From our preliminary experience, we can conclude that the technique has low morbidity, is well tolerated by patients, and has a good effect on obstruction resolution. The main indication for this procedure is suggested as occult rectal prolapse associated with rectocele and perineal descent in patients referred mainly for rectal outlet obstruction. For patients with predominant symptoms of slow transit constipation, the surgical approach may not be as effective. Concerning the age of the patients, the perineal approach is performed under loco-regional anesthesia and seems useful both in elderly and frail patients as well as in young patients. This last consideration seems very important in women in the childbirth age. The use of a perineal approach avoids any dissection close to the reproductive organs, abolishing the risks of adhesion formation and consequent reduction in fertility. Moreover, the use of an abdominal approach (mainly laparoscopic ventral mesh rectopexy (LVR) nowadays) might be relatively contraindicated in patients affected by occult rectal prolapse suffering from outlet obstruction given the risk of an increase in obstructive symptoms. Concerning the efficacy of Delorme’s procedure, a recent publication by Emile et al. (
11) compared the procedure with LVR in patients affected by complete rectal prolapse, where it was concluded that neither procedure had definite superiority in terms of clinical and functional outcomes.

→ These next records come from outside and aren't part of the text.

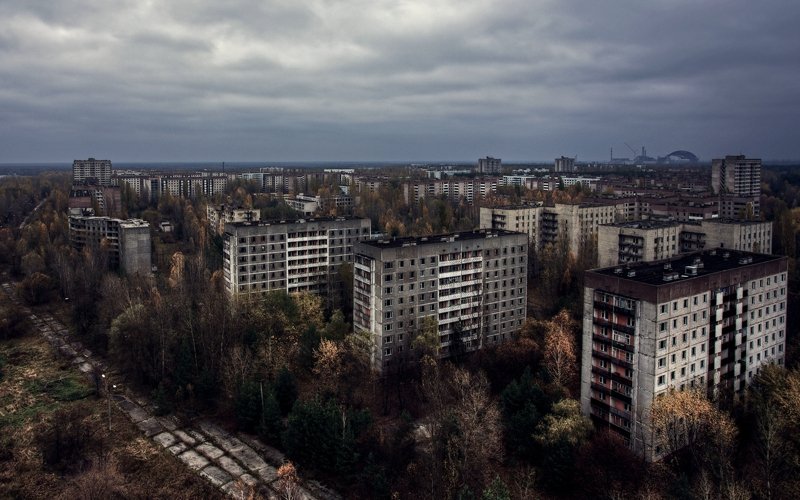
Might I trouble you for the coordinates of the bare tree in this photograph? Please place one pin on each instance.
(559, 348)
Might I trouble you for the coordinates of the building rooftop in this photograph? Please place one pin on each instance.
(303, 220)
(647, 224)
(686, 267)
(477, 234)
(733, 221)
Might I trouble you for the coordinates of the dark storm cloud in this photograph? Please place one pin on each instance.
(359, 79)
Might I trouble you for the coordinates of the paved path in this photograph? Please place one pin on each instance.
(229, 462)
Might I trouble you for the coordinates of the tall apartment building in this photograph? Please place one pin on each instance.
(91, 171)
(565, 164)
(290, 255)
(578, 223)
(473, 284)
(179, 184)
(455, 189)
(126, 241)
(649, 240)
(708, 320)
(738, 180)
(489, 165)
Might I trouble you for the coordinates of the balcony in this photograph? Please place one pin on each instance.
(614, 326)
(612, 359)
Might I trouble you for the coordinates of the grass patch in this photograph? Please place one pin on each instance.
(25, 415)
(66, 388)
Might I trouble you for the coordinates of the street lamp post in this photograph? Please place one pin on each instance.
(108, 398)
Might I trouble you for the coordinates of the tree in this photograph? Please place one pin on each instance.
(774, 402)
(687, 420)
(497, 490)
(13, 321)
(559, 349)
(35, 289)
(271, 426)
(285, 390)
(322, 435)
(561, 434)
(426, 341)
(523, 404)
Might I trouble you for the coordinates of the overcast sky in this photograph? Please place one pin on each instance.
(281, 80)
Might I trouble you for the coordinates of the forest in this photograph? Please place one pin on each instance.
(501, 423)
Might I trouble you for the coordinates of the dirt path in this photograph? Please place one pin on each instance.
(235, 464)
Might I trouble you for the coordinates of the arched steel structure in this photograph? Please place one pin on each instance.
(683, 155)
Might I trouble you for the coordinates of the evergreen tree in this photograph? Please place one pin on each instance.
(285, 390)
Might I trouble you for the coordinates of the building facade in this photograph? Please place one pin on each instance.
(737, 180)
(489, 165)
(577, 223)
(219, 215)
(707, 321)
(473, 284)
(293, 256)
(565, 164)
(126, 242)
(92, 172)
(649, 240)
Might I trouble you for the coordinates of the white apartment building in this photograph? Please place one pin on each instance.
(474, 284)
(91, 171)
(578, 223)
(708, 320)
(290, 255)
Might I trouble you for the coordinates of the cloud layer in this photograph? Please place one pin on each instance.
(395, 80)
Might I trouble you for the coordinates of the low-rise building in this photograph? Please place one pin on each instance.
(126, 242)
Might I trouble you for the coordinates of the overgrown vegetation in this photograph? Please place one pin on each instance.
(501, 423)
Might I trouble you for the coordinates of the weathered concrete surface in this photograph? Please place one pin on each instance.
(231, 466)
(165, 439)
(193, 459)
(215, 475)
(238, 466)
(210, 451)
(151, 426)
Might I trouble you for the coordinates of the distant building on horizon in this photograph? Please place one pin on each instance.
(489, 165)
(91, 172)
(565, 164)
(737, 180)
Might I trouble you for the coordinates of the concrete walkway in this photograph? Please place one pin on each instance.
(229, 462)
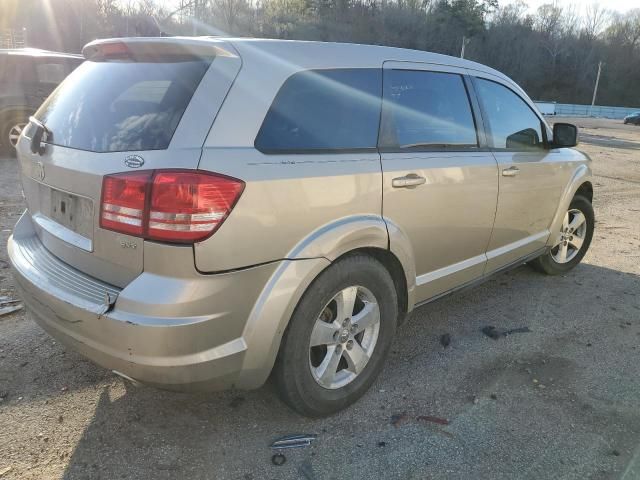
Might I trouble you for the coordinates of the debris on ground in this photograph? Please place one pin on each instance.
(398, 418)
(429, 418)
(306, 470)
(10, 309)
(297, 440)
(495, 333)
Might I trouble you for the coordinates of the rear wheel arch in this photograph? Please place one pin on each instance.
(9, 117)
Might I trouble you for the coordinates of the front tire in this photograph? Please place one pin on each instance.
(573, 241)
(338, 337)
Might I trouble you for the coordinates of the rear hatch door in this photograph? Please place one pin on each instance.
(142, 105)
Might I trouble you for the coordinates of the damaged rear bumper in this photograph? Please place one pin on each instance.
(176, 330)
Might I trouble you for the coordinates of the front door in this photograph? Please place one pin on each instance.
(532, 177)
(440, 185)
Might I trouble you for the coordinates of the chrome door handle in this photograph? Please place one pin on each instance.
(510, 172)
(408, 181)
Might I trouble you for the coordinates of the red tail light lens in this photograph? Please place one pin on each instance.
(123, 202)
(165, 205)
(190, 206)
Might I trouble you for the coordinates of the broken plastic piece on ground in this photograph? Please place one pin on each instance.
(10, 309)
(493, 332)
(294, 441)
(398, 418)
(429, 418)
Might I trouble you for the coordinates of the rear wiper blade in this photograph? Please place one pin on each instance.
(37, 145)
(435, 145)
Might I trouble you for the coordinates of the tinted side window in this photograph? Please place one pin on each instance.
(512, 123)
(324, 110)
(121, 106)
(426, 109)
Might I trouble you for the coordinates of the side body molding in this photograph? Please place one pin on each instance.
(581, 175)
(272, 311)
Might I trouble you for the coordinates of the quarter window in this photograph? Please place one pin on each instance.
(318, 110)
(512, 123)
(426, 110)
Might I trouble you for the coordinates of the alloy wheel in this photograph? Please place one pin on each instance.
(571, 237)
(344, 337)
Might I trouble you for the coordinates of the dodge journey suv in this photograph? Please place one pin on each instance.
(207, 213)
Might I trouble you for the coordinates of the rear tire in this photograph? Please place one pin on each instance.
(573, 242)
(327, 362)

In the present study, bias is mainly related to the small number of patients and the short-term follow-up. More patients and longer follow-up are needed to be able to draw stronger conclusions. Our preliminary experience suggests a valid role for rectal mucosa sleeve resection combined with TPS in treating patients affected by occult rectal prolapse and perineal descent. The technique appears to be reproducible and leads to low rates of early and late complications.